RAI Knowledge Base
Summary: The RAI knowledge base (e.g., the knowledge captured by a knowledge graph) makes meaningful entities and concepts, and their relationships in design, implementation, deployment, and operation of AI systems.
Type of pattern: Product pattern
Type of objective: Trustworthiness
Target users: Architects, developers, data scientists
Impacted stakeholders: RAI governors, AI users, AI consumers
Relevant AI ethics principles: Human, societal and environmental wellbeing, human-centred values, fairness, privacy protection and security, reliability and safety, transparency and explainability, contestability, accountability
Mapping to AI regulations/standards: ISO/IEC 42001:2023 Standard.
Context: The ecosystem of AI systems involves broad ethical knowledge, such as AI ethics principles, regulations, and guidelines. Such ethical knowledge is scattered and is usually implicit or abstract to end users or even developers and data scientists who primarily do not have a legal background and focus more on the technical aspects of AI systems.
Problem: The content of some regulations is not easy to understand and interpret by stakeholders who do not have a legal background. This results in negligence or ad hoc usage of relevant ethical knowledge in AI system operation. How can stakeholders apply ethical knowledge to the operation of AI systems? How can we make AI systems compliant with high-level principles and regulations?
Solution: A knowledge graph is a technology that represents entities in the real world, like objects, situations, concepts, or events, and the relationship between the entities. Knowledge graphs have been used to achieve explainable AI in different AI fields.
A knowledge graph–based RAI knowledge base makes meaningful entities and concepts and their relationships in design, implementation, deployment, and operation of AI systems. With the RAI knowledge base, the rich semantic relationships between entities are explicit and traceable across heterogeneous high-level documents on one hand and different artifacts across the AI system lifecycle on the other hand. Thus, RAI requirements of the AI system can be systematically accessed and analyzed using the RAI knowledge base [1].
Benefits:
- Compliance checking: The RAI knowledge base is extracted from the regulatory document and high-level principles. The knowledge graph provides structured data for stakeholders to employ compliance-checking solutions.
Drawbacks:
- Increased development effort: Building a correct and efficient knowledge base through natural language processing is time-consuming and error prone.
Related patterns:
- Continuous RAI validator: RAI knowledge base could be an input of continuous RAI validator.

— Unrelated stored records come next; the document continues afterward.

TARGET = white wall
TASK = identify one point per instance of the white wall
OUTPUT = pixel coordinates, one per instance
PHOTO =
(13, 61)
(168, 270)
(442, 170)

- RAI digital twin: RAI digital twin could be built based on the RAI knowledge base.
- RAI governance of APIs: RAI issues of APIs can be detected by RAI knowledge base.
Known uses:
- Awesome AI guidelines aims to provide a mapping between ecosystem of guidelines, principles, codes of ethics, standards and regulation around artificial intelligence.
- The responsible AI community portal is provided by AI Global, which is an evolving repository of reports, standards, models, government policies, datasets, and open-source software to inform and support responsible AI development.
- Responsible AI knowledge-base is a knowledge base of different areas of using and developing AI in a responsible way.
Reference
[1] Naja, I., et al. A semantic framework to support AI system accountability and audit. in European Semantic Web Conference. 2021. Springer.